研究課題/領域番号 |
17K10677
|
研究機関 | 岩手医科大学 |
研究代表者 |
高原 武志 岩手医科大学, 医学部, 講師 (80453306)
|
研究分担者 |
佐々木 章 岩手医科大学, 医学部, 教授 (40275540)
|
研究期間 (年度) |
2017-04-01 – 2021-03-31
|
キーワード | Side population細胞 / 肝外細胞注入療法 / 脾臓 / 肝切除 / 肝不全 |
研究実績の概要 |
悪性疾患に対する大量肝切除後肝不全は、肝移植の適応とはなりづらく、その治療法の一つとして有効な幹細胞移植の確立や良好な環境因子(至適門脈圧)を保持することは重要であり、同時に末期肝不全患者の肝移植までのブリッジとしても期待できる。 本研究の目的は、1) ラットの脾臓からFACSを用いてSide Population (SP)細胞を抽出する。抽出したSP細胞を凍結保存し、その保存期間ごとのSP細胞のviabilityを検討する。また、そのviabilityの根拠を探求するために、アポトーシス関連遺伝子やテロメラーゼ活性等を検証する 2)ラット70%肝切除モデルを作成し、脾摘での門脈圧の調節とSP細胞などの肝外細胞補充療法によりどの程度の肝再生が得られ、生存に寄与するかどうかについて明らかにすることである。

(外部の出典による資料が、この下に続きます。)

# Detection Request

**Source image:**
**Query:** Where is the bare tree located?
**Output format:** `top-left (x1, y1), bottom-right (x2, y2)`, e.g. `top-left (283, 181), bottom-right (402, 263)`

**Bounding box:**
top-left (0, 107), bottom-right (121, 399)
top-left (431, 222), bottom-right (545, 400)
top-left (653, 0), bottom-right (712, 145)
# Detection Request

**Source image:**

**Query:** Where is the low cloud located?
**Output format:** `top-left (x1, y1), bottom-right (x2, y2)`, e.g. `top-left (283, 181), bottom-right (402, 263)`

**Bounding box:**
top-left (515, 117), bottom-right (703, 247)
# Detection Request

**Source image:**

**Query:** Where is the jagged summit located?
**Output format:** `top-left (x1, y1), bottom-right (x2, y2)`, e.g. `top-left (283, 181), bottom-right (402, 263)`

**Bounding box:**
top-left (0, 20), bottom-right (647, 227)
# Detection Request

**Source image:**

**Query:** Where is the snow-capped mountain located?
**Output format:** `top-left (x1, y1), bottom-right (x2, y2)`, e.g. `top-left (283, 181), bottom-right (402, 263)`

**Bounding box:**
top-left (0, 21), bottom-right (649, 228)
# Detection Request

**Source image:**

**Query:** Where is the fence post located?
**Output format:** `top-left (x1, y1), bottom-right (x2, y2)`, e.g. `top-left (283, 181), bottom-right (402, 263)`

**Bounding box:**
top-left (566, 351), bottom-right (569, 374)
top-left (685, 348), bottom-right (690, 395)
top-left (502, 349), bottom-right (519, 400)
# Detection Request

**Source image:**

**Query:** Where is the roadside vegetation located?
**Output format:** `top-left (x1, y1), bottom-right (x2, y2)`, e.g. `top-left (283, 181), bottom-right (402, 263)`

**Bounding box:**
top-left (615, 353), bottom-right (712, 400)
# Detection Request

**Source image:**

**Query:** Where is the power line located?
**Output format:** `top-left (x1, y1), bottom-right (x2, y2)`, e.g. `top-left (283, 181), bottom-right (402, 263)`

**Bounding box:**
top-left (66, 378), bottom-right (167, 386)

さらに本来致死モデルであるラット90%肝切除モデルにおいて、脾摘での門脈圧の調節とさらにその脾臓から幹細胞を採取し、肝臓に注入することにより、ラットの生存に寄与できないか検討する予定である。また、ラット肝切除後の再生肝組織を病理学的に免疫染色を利用しながら確認する。 肝切除後に脾摘を行い、その脾臓よりSP細胞を抽出・自家移植し、さらに肝再生を惹起する至適門脈圧に調整することが可能となれば、中長期的には再生医療における選択的細胞増殖法の開発への足がかりや切除不能肝腫瘍の究極的治療の開発につながると期待している。
|
現在までの達成度 (区分) |
現在までの達成度 (区分)
2: おおむね順調に進展している
理由
ラット70%肝切除モデルはラット肝を結紮・切離することで安全に施行可能。脾細胞の採取も問題なく施行できている。フローサイトメーターを使用した検討により、適切な分画の脾細胞を採取できていることを確認した。SP細胞のセルソーターを用いた抽出はプロトコールが確立されており、当学内の設備で抽出可能である。冷凍した細胞を期間ごとに解凍し、RNA抽出を行いRNA発現解析を行うことでSP細胞が凍結保存に強いとされるメカニズムに関して検索を行っている。また、SP細胞を注入したラットの病理学的評価を行い、in vivoでのSP細胞の分化能を検証している。今年中の論文化を目指し論文作成を進めている。
|
今後の研究の推進方策 |
今年度中に論文化し、効果的な手法の確立をしていく方針である。今後は肝切除の割合を90%まであげSP細胞の有用性を検討していく。肝再生における門脈圧の調節と肝外細胞の肝再生に与える影響を解明していく。
|
次年度使用額が生じた理由 |
病院移転によるため、実験計画が予定通り進まず、1年間延長申請し、許可された。